La fotografía llega desde un tiempo en el que Almuñécar todavía no había decidido convertirse en postal. No hay paseos marítimos de diseño, ni terrazas alineadas frente al mar, ni el rumor constante de los coches. Solo la roca, la playa y el castillo. Lo esencial.
Allí arriba, dominando el paisaje como un vigía antiguo, aparece la fortaleza de San Miguel, más cercana a su condición de castillo fronterizo que al monumento turístico que hoy conocen los visitantes. Bajo sus murallas, la Caletilla se extiende desnuda, sin urbanizar, como una lengua de arena y cantos rodados que parece escaparse hacia el Mediterráneo. El mar golpea la orilla con la misma paciencia de siempre, porque el mar, ya se ha dicho, es quizá lo único que no cambia nunca.
Las dos mujeres retratadas sobre las rocas parecen ignorar que están posando para la memoria futura. Miran a la cámara, y sin saberlo inaugurando el selfie, como quien se deja fotografiar una tarde cualquiera pero excepcional por la fotografía que les están haciendo. Alrededor de ellas se está conservando un mundo entero. Un Almuñécar, al igual que ellas, que ya no existe. Un pueblo donde el castillo todavía era el centro visual y sentimental de la bahía y donde la Caletilla no había sido domesticada por la arquitectura ni por las necesidades del turismo. Ignoran que a los pocos años el mundo va a estallar en sangre.
Umbral escribió alguna vez que la memoria no es el pasado, sino la forma en que el pasado sigue respirando dentro de nosotros. Y esta imagen respira. Respira el olor a salitre, el color oscuro de las rocas, el silencio de una costa todavía virgen y aquella luz mediterránea que parecía filtrarse más despacio que ahora. Porque el tiempo moderno corre; el tiempo de las fotografías antiguas, en cambio, permanece a pesar de que su fijación química la encorsete de sepia en el blanco estampado de una y el medio luto de la otra y que según ella fue intermitente por los parientes que iban muriendo: «Mi juventud fue una sucesión de lutos por abuelos, tíos abuelos u otros familiares».
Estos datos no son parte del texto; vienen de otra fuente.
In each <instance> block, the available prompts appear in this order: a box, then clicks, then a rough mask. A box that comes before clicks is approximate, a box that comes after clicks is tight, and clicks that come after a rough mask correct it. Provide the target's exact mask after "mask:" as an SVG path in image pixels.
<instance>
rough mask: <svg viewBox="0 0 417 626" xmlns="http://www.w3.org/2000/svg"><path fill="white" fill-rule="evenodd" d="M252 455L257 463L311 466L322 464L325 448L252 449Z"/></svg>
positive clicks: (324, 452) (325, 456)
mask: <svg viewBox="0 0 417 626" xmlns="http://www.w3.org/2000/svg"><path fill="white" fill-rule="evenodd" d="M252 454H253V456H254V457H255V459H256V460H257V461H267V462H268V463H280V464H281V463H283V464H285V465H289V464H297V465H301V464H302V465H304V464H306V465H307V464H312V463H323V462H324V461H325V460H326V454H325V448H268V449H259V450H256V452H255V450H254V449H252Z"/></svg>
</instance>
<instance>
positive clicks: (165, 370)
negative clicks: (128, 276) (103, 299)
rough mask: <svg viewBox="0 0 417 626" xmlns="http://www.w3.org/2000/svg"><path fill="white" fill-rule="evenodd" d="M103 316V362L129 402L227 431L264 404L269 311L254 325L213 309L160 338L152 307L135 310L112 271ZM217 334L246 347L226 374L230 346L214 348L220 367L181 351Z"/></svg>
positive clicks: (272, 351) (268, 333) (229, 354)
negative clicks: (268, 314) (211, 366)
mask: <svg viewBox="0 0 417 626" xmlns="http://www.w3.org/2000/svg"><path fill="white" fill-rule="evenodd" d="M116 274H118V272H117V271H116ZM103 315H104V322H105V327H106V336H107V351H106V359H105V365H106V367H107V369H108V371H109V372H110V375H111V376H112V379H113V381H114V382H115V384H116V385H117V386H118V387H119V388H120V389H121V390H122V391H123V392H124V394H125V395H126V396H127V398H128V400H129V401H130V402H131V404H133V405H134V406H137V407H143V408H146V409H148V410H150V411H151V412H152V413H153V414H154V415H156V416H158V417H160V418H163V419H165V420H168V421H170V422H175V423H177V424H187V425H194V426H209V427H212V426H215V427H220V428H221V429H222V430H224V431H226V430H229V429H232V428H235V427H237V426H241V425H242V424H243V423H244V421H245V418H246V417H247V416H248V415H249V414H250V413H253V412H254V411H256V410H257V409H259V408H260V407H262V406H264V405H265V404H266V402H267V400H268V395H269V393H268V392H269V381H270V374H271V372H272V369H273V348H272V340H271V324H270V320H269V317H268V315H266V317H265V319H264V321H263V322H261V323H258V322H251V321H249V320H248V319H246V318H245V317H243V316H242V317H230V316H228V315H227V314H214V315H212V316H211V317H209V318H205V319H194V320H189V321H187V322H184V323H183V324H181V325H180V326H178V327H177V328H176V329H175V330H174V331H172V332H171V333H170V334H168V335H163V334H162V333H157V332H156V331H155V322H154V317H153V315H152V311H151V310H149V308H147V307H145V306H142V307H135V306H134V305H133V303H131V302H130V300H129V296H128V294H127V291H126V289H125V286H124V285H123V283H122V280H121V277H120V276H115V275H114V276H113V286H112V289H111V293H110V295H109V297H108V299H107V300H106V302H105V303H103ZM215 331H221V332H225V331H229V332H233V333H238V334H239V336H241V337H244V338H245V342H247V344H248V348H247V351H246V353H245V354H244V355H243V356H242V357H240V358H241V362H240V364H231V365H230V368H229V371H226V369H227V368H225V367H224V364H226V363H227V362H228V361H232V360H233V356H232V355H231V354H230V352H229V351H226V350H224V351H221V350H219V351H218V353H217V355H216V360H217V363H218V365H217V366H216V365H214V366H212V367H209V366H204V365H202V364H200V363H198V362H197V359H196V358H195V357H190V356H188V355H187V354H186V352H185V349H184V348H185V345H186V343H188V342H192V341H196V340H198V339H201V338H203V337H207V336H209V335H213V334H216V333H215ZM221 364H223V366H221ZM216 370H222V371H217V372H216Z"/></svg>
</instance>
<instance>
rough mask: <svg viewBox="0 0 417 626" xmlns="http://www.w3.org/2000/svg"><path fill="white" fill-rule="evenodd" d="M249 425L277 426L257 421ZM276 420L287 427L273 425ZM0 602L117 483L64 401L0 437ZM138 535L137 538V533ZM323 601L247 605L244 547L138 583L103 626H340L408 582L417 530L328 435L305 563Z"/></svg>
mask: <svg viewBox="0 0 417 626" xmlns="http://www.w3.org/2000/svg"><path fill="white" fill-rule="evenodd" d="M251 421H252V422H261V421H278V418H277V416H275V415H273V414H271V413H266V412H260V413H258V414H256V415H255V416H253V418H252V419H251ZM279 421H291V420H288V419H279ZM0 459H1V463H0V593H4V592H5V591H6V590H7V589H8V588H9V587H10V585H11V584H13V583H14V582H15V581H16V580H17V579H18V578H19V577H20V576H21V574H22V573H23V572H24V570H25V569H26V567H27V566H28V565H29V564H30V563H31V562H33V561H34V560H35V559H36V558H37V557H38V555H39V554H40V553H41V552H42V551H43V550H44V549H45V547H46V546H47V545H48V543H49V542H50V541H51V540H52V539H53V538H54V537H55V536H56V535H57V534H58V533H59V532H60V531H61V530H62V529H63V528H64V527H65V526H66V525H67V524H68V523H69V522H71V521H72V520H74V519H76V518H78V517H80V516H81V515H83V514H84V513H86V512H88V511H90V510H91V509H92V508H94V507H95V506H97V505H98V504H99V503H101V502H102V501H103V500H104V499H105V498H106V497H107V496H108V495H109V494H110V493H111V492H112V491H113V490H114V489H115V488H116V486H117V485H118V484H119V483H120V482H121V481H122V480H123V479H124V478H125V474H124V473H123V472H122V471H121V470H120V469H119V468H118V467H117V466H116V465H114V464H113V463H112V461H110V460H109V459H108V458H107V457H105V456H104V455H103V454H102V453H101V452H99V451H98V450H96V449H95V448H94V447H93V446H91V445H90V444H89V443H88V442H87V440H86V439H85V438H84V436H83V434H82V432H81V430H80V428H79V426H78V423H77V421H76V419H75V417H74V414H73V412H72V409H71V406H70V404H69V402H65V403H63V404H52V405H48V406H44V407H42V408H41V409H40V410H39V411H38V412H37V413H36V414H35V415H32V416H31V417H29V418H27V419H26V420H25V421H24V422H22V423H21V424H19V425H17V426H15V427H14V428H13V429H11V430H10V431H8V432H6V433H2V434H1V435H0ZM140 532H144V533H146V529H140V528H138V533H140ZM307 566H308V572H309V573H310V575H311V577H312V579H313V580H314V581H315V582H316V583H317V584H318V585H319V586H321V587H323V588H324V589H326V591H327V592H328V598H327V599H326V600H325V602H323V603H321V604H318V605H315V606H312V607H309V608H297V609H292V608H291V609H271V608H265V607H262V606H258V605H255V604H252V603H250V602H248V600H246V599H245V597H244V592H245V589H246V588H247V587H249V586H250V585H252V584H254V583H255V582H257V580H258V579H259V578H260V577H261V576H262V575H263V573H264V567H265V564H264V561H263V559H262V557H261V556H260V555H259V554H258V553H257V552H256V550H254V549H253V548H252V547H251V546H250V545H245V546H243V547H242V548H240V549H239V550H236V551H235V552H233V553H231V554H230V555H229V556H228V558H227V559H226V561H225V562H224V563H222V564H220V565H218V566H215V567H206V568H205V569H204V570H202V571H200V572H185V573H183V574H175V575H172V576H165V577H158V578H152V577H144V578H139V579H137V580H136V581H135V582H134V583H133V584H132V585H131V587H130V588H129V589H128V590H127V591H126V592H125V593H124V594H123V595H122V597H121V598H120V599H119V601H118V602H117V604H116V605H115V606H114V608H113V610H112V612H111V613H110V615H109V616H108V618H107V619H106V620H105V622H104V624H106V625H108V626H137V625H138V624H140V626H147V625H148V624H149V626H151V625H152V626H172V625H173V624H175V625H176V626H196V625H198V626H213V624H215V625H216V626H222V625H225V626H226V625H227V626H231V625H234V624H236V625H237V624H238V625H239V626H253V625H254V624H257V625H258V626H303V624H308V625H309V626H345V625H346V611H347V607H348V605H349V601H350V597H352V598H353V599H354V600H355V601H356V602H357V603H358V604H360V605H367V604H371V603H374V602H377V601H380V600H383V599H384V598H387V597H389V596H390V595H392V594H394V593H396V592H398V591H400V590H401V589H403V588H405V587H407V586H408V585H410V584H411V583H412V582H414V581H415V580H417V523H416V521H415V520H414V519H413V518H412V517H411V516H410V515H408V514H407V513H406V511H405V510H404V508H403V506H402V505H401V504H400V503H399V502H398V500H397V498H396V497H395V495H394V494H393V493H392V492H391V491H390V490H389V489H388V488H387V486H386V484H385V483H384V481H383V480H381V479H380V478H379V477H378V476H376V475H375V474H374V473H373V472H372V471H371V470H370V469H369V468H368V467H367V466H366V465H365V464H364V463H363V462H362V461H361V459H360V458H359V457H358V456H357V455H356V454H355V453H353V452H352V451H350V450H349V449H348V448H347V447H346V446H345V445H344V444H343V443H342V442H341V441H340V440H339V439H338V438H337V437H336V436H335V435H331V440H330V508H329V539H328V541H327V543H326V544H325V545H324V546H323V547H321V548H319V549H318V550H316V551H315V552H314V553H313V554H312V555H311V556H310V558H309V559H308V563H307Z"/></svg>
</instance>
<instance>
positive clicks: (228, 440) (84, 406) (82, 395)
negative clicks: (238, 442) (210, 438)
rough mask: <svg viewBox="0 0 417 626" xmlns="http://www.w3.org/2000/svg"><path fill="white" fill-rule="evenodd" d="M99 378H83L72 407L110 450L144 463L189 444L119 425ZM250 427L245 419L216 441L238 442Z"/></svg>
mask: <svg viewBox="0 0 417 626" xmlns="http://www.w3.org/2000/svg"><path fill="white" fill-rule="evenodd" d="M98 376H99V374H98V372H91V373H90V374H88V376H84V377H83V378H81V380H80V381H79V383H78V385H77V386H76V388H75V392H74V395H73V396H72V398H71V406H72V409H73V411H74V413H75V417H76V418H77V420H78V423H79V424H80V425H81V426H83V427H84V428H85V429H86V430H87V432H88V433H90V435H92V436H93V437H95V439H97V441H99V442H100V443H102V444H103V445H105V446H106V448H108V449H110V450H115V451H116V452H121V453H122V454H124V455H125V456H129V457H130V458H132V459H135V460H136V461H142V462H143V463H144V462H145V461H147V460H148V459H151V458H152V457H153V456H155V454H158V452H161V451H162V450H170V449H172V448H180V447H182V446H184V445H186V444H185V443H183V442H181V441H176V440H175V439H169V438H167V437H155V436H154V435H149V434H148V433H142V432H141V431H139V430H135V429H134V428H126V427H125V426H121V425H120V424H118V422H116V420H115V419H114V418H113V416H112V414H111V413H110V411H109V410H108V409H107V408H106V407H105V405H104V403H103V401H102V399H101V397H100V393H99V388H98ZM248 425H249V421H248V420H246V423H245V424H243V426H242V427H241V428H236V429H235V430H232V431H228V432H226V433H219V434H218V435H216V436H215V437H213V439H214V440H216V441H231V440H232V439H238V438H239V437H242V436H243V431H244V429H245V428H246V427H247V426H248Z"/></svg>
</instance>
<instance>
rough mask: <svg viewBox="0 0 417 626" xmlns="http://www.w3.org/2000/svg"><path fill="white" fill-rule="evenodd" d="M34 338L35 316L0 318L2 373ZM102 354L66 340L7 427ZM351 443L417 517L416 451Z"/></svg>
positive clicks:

Mirando la imagen resulta inevitable preguntarse qué escucharían aquellas mujeres. Quizá el graznido de alguna gaviota, el rumor de las olas, las campanas lejanas del pueblo y el silencio. Nada más. La Caletilla era entonces un paisaje y no un proyecto urbanístico. Una geografía natural que descendía desde las laderas hasta el mar sin más intervención que la de los siglos.
Hoy, cuando el paseo marítimo forma parte inseparable de la vida cotidiana sexitana y nuevos proyectos anuncian transformaciones futuras, esta fotografía adquiere un valor casi arqueológico. Nos recuerda que bajo cada reforma, bajo cada adoquín y bajo cada generación, sigue existiendo aquel paisaje primigenio. El mismo que contempló el rio del tiempo con colores fenicios, romanos y árabes. El mismo que observan estas dos muchachas desde las rocas, ambas ausentes que casi un siglo después aquel momento se publicará para mostrarnos un tiempo; el momento aquel en el que se fotografiaron y el futuro las rescató y las hizo singulares para la mirada de hoy. Y quizá por eso la imagen conmueve. Porque no retrata solamente un lugar. Retrata la inocencia de un territorio antes de que llegara el progreso, cuando el castillo de San Miguel seguía reinando en soledad de fortaleza abandonada sobre una Caletilla salvaje y el Mediterráneo parecía tener todo el tiempo del mundo.